Molecular typing for Blood

Blood group antigens are polymorphic residues of protein or carbohydrate on the red cell surface. They can provoke an antibody response in individuals who lack them, and some antibodies can lead to hemolytic transfusion reaction or hemolytic disease of the fetus/newborn. Researchers have identified the molecular basis of many red cell blood group antigens, and an actively maintained database currently lists over 1,600 alleles of 44 genes. This mini-review describes the major applications of the explosion of knowledge in blood group genetics to the practice of blood banking and transfusion medicine.

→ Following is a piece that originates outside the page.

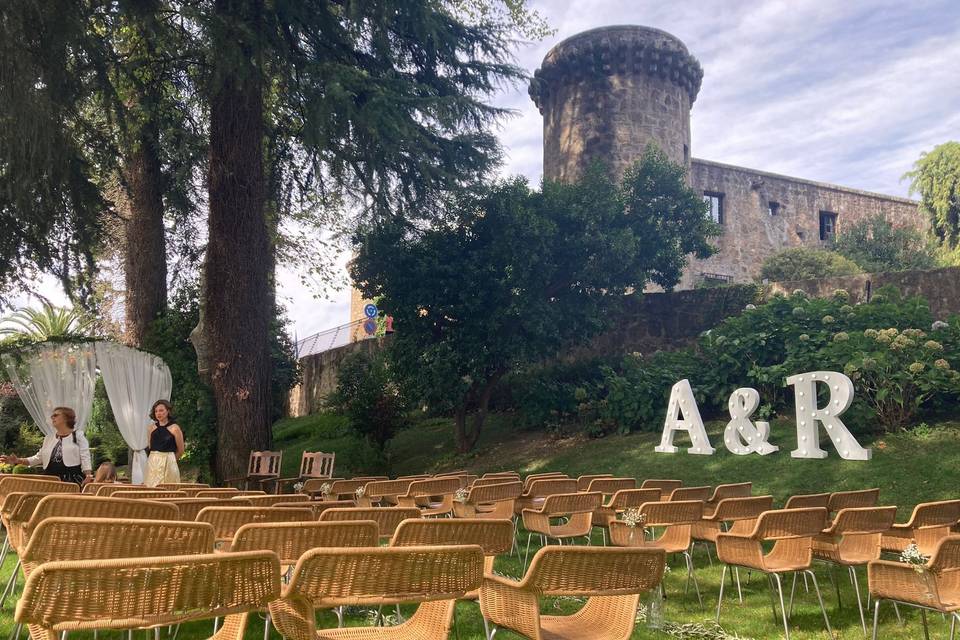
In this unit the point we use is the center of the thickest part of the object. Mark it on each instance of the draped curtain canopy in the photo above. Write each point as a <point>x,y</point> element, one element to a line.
<point>49,376</point>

• Fetal typing:Typing of fetuses, usually for D, but also K, C, c or E, of alloimmunised women, to assess whether the fetus is at risk of haemolytic disease of the fetus and newborn (HDFN). The DNA source is cell-free fetal DNA in the mother’s plasma. In the future this technology may be applied to all D negative pregnant women to determine their requirement for antenatal anti-D prophylaxis.
• Transfused patients: Typing of multiply transfused patients, where serological testing cannot be used because of the presence of transfused red cells.

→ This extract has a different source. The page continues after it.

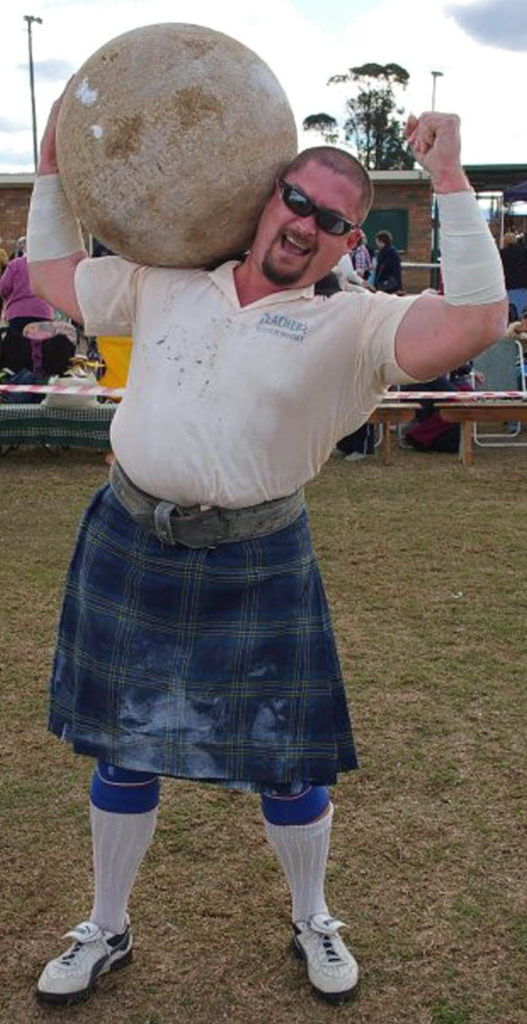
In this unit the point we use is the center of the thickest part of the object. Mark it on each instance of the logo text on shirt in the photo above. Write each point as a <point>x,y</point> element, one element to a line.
<point>282,327</point>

• Immunoglobulin-coated red cells: Typing of red cells giving a positive direct anti-globulin test (DAT), usually in patients with autoimmune hemolytic anemia, to help in the identification of underlying alloantibodies.
• Determining Rh variants: Molecular methods are used for identifying Rh variants, especially the weak and partial variants of D, to assist in the provision of the most suitable blood for transfusion.
• Confirmation of D negative: Detection of RHD in an apparently D negative donor could signal very weak D expression, which could immunize a D negative patient.
• RHD zygosity: Quantitative PCR can reveal whether a D positive person is homozygous or hemizygous for RHD. This cannot be done by serological methods. Testing fathers of fetuses at risk of HDFN provides limited information on the D type of the fetus.
• Testing when suitable reagents are not available: Molecular methods can replace serological methods when suitable serological reagents are unreliable or not available, e.g. Dombrock typing of donors.
• Supporting the serological reference laboratory: Molecular methods are valuable for supporting the serological reference laboratory in sorting out difficult problems.